Member of the European Parliament
- Incumbent
- Assumed office 16 July 2024
- Constituency: France

Personal details
- Born: 24 August 1982 (age 43) Toulouse, France
- Party: The Republicans
- Other political affiliations: FNSEA
- Education: Sciences Po ESSEC Business School

= Céline Imart =

French cereal farmer, trade unionist, and politician (born 1982)

Céline Imart (born 24 August 1982) is a French cereal farmer, trade unionist, and politician of The Republicans (LR) who has been serving as a member of the European Parliament since 2024.

==Early career==
For two years, Imart worked as CFO of a Bolloré subsidiary in Santiago, Chile.
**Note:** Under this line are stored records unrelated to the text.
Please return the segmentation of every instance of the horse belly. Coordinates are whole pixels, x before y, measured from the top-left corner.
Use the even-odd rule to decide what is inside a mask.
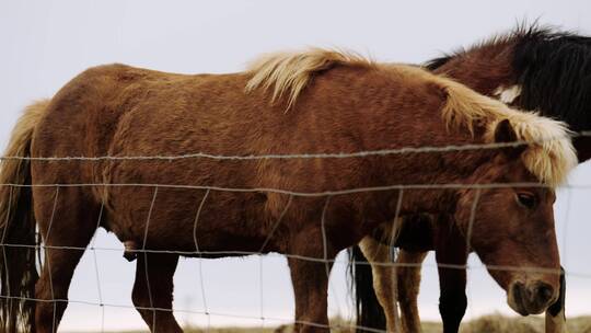
[[[207,196],[206,196],[207,194]],[[252,193],[166,186],[121,186],[108,196],[107,228],[137,248],[200,252],[256,252],[268,229]]]

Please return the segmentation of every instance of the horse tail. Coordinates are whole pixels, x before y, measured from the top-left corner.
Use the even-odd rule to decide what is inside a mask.
[[[32,207],[31,140],[48,100],[25,108],[0,160],[0,332],[34,328],[38,279],[35,218]]]
[[[371,266],[358,245],[348,249],[347,252],[349,253],[349,283],[351,292],[355,295],[357,314],[356,332],[367,332],[363,328],[385,331],[385,314],[373,290]]]

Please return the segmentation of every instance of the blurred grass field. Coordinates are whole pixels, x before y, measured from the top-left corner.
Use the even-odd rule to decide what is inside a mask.
[[[335,328],[332,332],[335,333],[354,333],[355,330],[347,328],[349,323],[340,320],[332,320],[332,325],[339,325],[341,328]],[[591,333],[591,315],[577,317],[567,320],[569,333]],[[441,332],[441,323],[438,322],[425,322],[422,323],[424,333],[439,333]],[[119,333],[144,333],[148,331],[134,331],[134,332],[119,332]],[[279,328],[213,328],[209,330],[199,328],[186,328],[186,333],[291,333],[291,326]],[[499,314],[485,315],[475,320],[465,321],[461,329],[461,333],[544,333],[544,318],[543,317],[503,317]]]

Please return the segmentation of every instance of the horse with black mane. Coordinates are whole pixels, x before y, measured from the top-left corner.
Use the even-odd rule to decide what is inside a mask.
[[[564,120],[573,131],[591,130],[590,37],[523,25],[507,35],[428,61],[425,67],[511,106]],[[591,158],[590,136],[576,135],[573,145],[579,162]],[[461,268],[465,267],[470,252],[464,234],[449,216],[417,215],[408,217],[402,225],[398,233],[401,251],[396,261],[403,265],[395,269],[396,273],[385,265],[368,267],[367,259],[357,246],[350,252],[355,262],[350,272],[354,275],[358,325],[382,330],[393,326],[397,298],[402,330],[420,332],[417,308],[420,263],[427,251],[436,250],[437,262],[442,264],[439,267],[439,308],[443,330],[457,332],[467,305],[466,274],[465,268]],[[372,244],[375,243],[373,239],[379,241],[387,236],[389,230],[379,230],[364,240],[364,252],[370,262],[390,260],[390,250],[375,251],[374,248],[380,245]],[[422,241],[419,243],[418,239]],[[373,276],[372,271],[378,276]],[[561,279],[561,290],[565,290],[565,277]],[[565,330],[564,296],[565,291],[546,313],[546,332]]]
[[[449,145],[475,146],[421,148]],[[230,74],[91,68],[26,110],[2,160],[0,326],[57,330],[100,226],[138,245],[131,298],[152,332],[182,331],[179,255],[270,251],[288,256],[296,331],[328,332],[337,253],[417,209],[453,211],[490,266],[545,267],[489,271],[515,307],[545,309],[559,288],[554,187],[575,164],[563,123],[350,54],[271,55]]]

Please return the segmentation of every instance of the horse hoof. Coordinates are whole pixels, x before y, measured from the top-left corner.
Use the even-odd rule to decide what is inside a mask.
[[[126,242],[124,242],[124,245],[125,245],[124,257],[128,262],[135,261],[138,257],[138,254],[136,253],[136,242],[126,241]]]

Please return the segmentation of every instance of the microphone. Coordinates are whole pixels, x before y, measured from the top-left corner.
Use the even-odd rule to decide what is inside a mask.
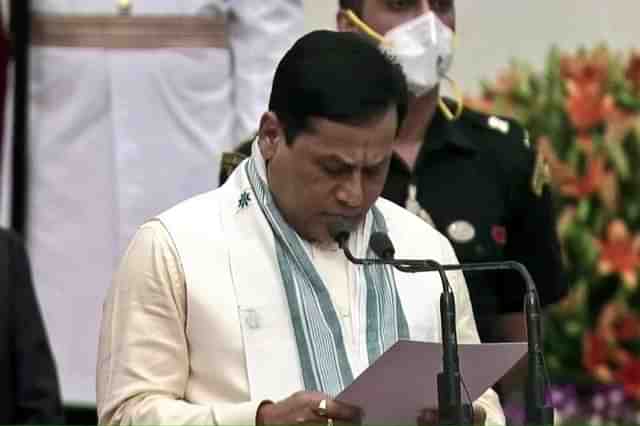
[[[458,359],[458,338],[456,335],[456,309],[451,285],[442,266],[435,261],[415,261],[403,265],[394,261],[395,249],[389,236],[374,232],[369,247],[380,259],[360,259],[353,256],[346,242],[349,239],[348,224],[337,221],[329,226],[329,234],[340,245],[349,261],[357,265],[392,265],[404,272],[418,272],[416,268],[437,270],[442,282],[440,295],[440,326],[442,330],[442,372],[438,373],[438,423],[446,426],[471,425],[473,412],[470,404],[462,403],[460,363]]]
[[[381,259],[392,262],[395,248],[386,233],[374,232],[369,247]],[[455,298],[442,265],[435,261],[425,261],[425,267],[434,268],[440,274],[442,294],[440,295],[440,326],[442,329],[442,372],[438,373],[438,423],[441,425],[471,425],[473,411],[471,401],[462,403],[460,390],[461,373],[458,359],[458,337],[456,334]],[[393,265],[403,272],[417,272],[418,266]],[[415,271],[414,271],[415,270]]]
[[[374,232],[369,240],[369,247],[380,259],[392,260],[396,256],[396,249],[387,234]]]
[[[528,425],[552,425],[554,420],[553,407],[545,401],[546,378],[544,374],[544,354],[542,351],[541,310],[535,283],[527,268],[519,262],[482,262],[463,263],[458,265],[436,265],[433,261],[397,260],[394,259],[395,249],[389,237],[376,232],[371,235],[370,247],[373,252],[388,264],[392,264],[403,272],[422,272],[425,270],[489,271],[515,270],[524,279],[526,285],[525,317],[527,329],[527,384],[526,384],[526,418]],[[445,278],[446,279],[446,278]],[[441,300],[442,302],[442,300]],[[442,310],[442,306],[441,306]],[[443,333],[444,336],[444,333]],[[444,350],[444,339],[443,339]]]
[[[349,240],[349,234],[351,234],[351,231],[352,227],[344,220],[337,220],[329,224],[329,235],[343,250],[345,247],[348,250],[346,243]]]

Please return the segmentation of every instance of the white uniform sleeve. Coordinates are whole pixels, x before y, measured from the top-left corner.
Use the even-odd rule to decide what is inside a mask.
[[[458,261],[453,247],[449,241],[442,237],[443,247],[443,263],[457,264]],[[454,292],[456,303],[456,332],[458,334],[458,342],[460,343],[480,343],[476,321],[473,316],[473,308],[471,307],[471,299],[469,297],[469,289],[461,271],[447,272],[447,277]],[[480,406],[484,409],[487,419],[486,425],[504,425],[506,424],[500,399],[493,389],[487,390],[477,400],[473,402],[474,406]]]
[[[10,0],[0,0],[0,12],[2,12],[2,30],[9,32],[9,17],[11,16]]]
[[[253,425],[261,401],[194,404],[186,294],[176,248],[160,222],[130,244],[105,301],[97,366],[100,424]]]
[[[233,55],[236,143],[250,137],[267,111],[276,66],[303,32],[302,0],[233,0],[229,38]]]

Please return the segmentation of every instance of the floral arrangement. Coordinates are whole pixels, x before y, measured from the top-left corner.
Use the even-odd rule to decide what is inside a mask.
[[[545,326],[558,414],[640,424],[640,52],[554,48],[466,103],[518,119],[548,166],[571,286]]]

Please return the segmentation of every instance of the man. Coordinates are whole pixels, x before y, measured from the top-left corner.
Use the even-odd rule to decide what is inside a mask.
[[[438,18],[435,29],[455,30],[453,0],[341,0],[337,23],[342,31],[365,32],[385,46],[383,34],[395,30],[397,35],[403,26],[415,31],[416,21],[429,15]],[[400,47],[413,41],[411,34],[395,38]],[[445,35],[418,47],[425,56],[444,52],[443,62],[449,64],[452,38]],[[402,64],[403,52],[390,50]],[[426,61],[412,59],[403,69],[413,96],[382,196],[433,223],[463,262],[519,261],[537,283],[542,304],[558,301],[567,282],[551,196],[544,187],[545,165],[529,146],[526,131],[512,120],[468,109],[452,117],[452,102],[440,102],[441,76],[426,71]],[[221,182],[249,147],[245,143],[223,155]],[[524,339],[522,279],[509,272],[485,272],[467,273],[467,281],[481,338]]]
[[[118,259],[144,220],[216,186],[302,34],[302,0],[31,3],[26,243],[64,398],[93,403]]]
[[[251,157],[129,246],[104,309],[101,423],[355,422],[333,397],[398,339],[440,340],[437,274],[355,267],[329,232],[348,224],[357,256],[386,230],[398,256],[456,261],[378,198],[406,106],[400,69],[357,34],[289,50]],[[478,342],[464,277],[450,279],[460,341]],[[491,390],[475,409],[504,421]]]
[[[432,221],[461,261],[519,261],[531,272],[543,305],[559,300],[567,283],[551,196],[544,164],[525,130],[470,110],[452,117],[451,103],[439,101],[439,82],[453,55],[454,1],[340,0],[338,27],[368,30],[385,46],[385,39],[398,40],[386,48],[403,65],[412,89],[382,196]],[[424,28],[438,36],[420,43],[414,35]],[[424,49],[420,65],[435,68],[416,70],[418,60],[406,58],[403,42],[417,42]],[[505,272],[470,273],[467,279],[481,338],[525,339],[522,279]]]
[[[56,366],[18,237],[0,228],[0,424],[62,424]]]

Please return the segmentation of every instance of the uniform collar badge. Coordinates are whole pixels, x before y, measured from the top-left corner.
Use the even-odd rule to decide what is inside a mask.
[[[502,118],[492,115],[491,117],[489,117],[488,124],[489,124],[489,127],[491,127],[494,130],[497,130],[504,134],[509,133],[509,122],[506,120],[503,120]]]
[[[491,237],[498,245],[507,244],[507,228],[502,225],[493,225],[491,227]]]
[[[247,190],[242,191],[242,194],[240,194],[240,199],[238,199],[238,208],[244,209],[246,207],[249,207],[250,203],[251,203],[251,193]]]
[[[457,220],[447,227],[447,235],[457,243],[468,243],[476,236],[476,229],[466,220]]]

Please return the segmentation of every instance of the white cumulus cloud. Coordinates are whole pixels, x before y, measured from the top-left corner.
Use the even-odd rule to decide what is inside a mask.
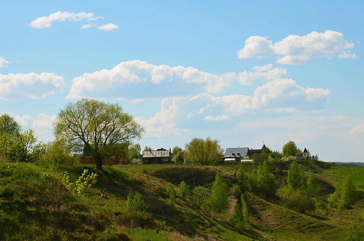
[[[260,36],[249,37],[244,47],[238,51],[238,58],[276,56],[279,58],[276,63],[279,64],[301,64],[310,58],[331,59],[344,50],[354,47],[354,44],[345,40],[343,34],[332,30],[324,33],[313,31],[304,36],[290,35],[274,44],[267,39]]]
[[[102,30],[105,31],[110,31],[113,29],[119,28],[119,26],[113,23],[108,23],[107,24],[101,25],[99,27],[98,27],[98,28]]]
[[[62,92],[63,77],[53,73],[0,74],[0,99],[43,98]]]
[[[286,68],[276,67],[271,69],[273,66],[272,64],[269,64],[263,66],[254,66],[252,68],[254,71],[248,72],[245,70],[239,72],[237,80],[242,84],[250,85],[257,79],[275,79],[287,74]]]
[[[9,64],[11,62],[9,62],[9,61],[5,60],[5,59],[0,57],[0,68],[2,68],[3,67],[5,67],[6,66],[5,65],[7,64]]]
[[[57,12],[51,13],[49,16],[40,17],[31,22],[29,25],[32,28],[43,28],[50,27],[52,25],[51,23],[54,21],[78,21],[85,19],[89,20],[95,20],[99,18],[103,18],[99,16],[94,17],[94,15],[93,13],[87,13],[83,12],[75,13],[67,11],[62,12],[58,11]]]
[[[122,62],[111,70],[85,73],[72,80],[67,98],[122,98],[139,99],[216,93],[231,84],[234,72],[217,75],[192,67],[154,65],[136,60]],[[136,92],[136,86],[140,91]]]
[[[135,120],[144,126],[146,130],[146,137],[161,138],[171,135],[179,136],[187,130],[177,127],[176,123],[179,106],[177,100],[174,99],[171,104],[168,103],[168,99],[165,98],[161,102],[160,111],[149,119],[137,117]]]
[[[223,115],[221,116],[214,116],[212,115],[207,115],[203,118],[205,121],[227,121],[231,120],[231,118],[227,115]]]

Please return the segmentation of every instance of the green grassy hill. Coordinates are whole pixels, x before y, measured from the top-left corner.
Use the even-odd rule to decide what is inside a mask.
[[[319,184],[318,198],[325,201],[350,173],[361,200],[358,199],[353,209],[342,214],[332,210],[327,216],[319,216],[297,213],[285,207],[279,199],[267,201],[241,186],[249,208],[250,224],[239,230],[227,222],[236,201],[232,186],[239,164],[118,165],[105,166],[101,171],[89,165],[52,169],[31,164],[0,163],[0,240],[51,240],[57,220],[50,208],[51,200],[58,195],[56,174],[67,171],[71,181],[74,182],[85,169],[89,173],[97,173],[98,181],[83,199],[64,193],[63,206],[59,212],[59,240],[191,240],[198,237],[205,240],[208,237],[210,240],[344,240],[353,222],[362,229],[364,169],[341,167],[319,161],[301,164],[306,175],[312,175]],[[273,167],[273,170],[276,167],[280,170],[278,179],[281,184],[286,179],[289,166],[281,163]],[[247,170],[254,167],[242,166]],[[201,185],[209,189],[218,173],[228,183],[232,200],[228,213],[220,221],[191,197],[184,201],[177,194],[175,208],[171,208],[166,191],[167,182],[177,186],[184,181],[191,188]],[[109,199],[100,198],[103,190]],[[123,226],[118,221],[126,197],[135,191],[142,195],[147,212],[156,220],[154,226],[140,229]],[[157,226],[163,229],[158,235],[154,229]]]

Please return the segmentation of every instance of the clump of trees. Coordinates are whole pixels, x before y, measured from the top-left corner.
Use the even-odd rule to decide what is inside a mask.
[[[316,184],[312,177],[306,181],[301,165],[296,162],[291,164],[287,183],[278,194],[287,206],[301,213],[315,209],[314,201],[310,195],[316,193]]]
[[[229,217],[228,221],[236,228],[244,228],[246,226],[249,218],[248,206],[245,201],[244,194],[242,194],[240,202],[237,202],[235,204],[233,214]]]
[[[178,191],[182,200],[186,200],[186,198],[190,195],[191,189],[189,185],[187,185],[185,181],[182,181],[178,185]]]
[[[259,164],[258,168],[245,174],[242,171],[238,169],[238,179],[247,184],[252,191],[266,199],[275,195],[279,186],[272,171],[272,166],[268,161],[264,161]]]
[[[38,142],[34,130],[22,130],[13,116],[8,114],[0,115],[0,157],[4,161],[38,162],[45,152],[46,145]]]
[[[353,204],[357,197],[356,188],[351,176],[348,175],[343,181],[341,189],[332,194],[328,201],[331,207],[337,204],[337,210],[341,212]]]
On her return to France, she joined the Paris office of consulting firm PwC.

In 2011, Imart took over her family's farm in Aguts.

==Political career==
Imart was a member of the agriculture group of the Economic, Social and Environmental Council from 2010 to 2015, and served as vice president of Jeunes Agriculteurs from 2014 to 2018.

In March 2024, Imart was appointed campaign director of LR for the European elections, alongside François-Xavier Bellamy and Othman Nasrou.

In the European Parliament, Imart has been serving on the Committee on International Trade and the Committee on Agriculture and Rural Development. In addition to her committee assignments, she is part of the parliament's delegation to the Euro-Latin American Parliamentary Assembly.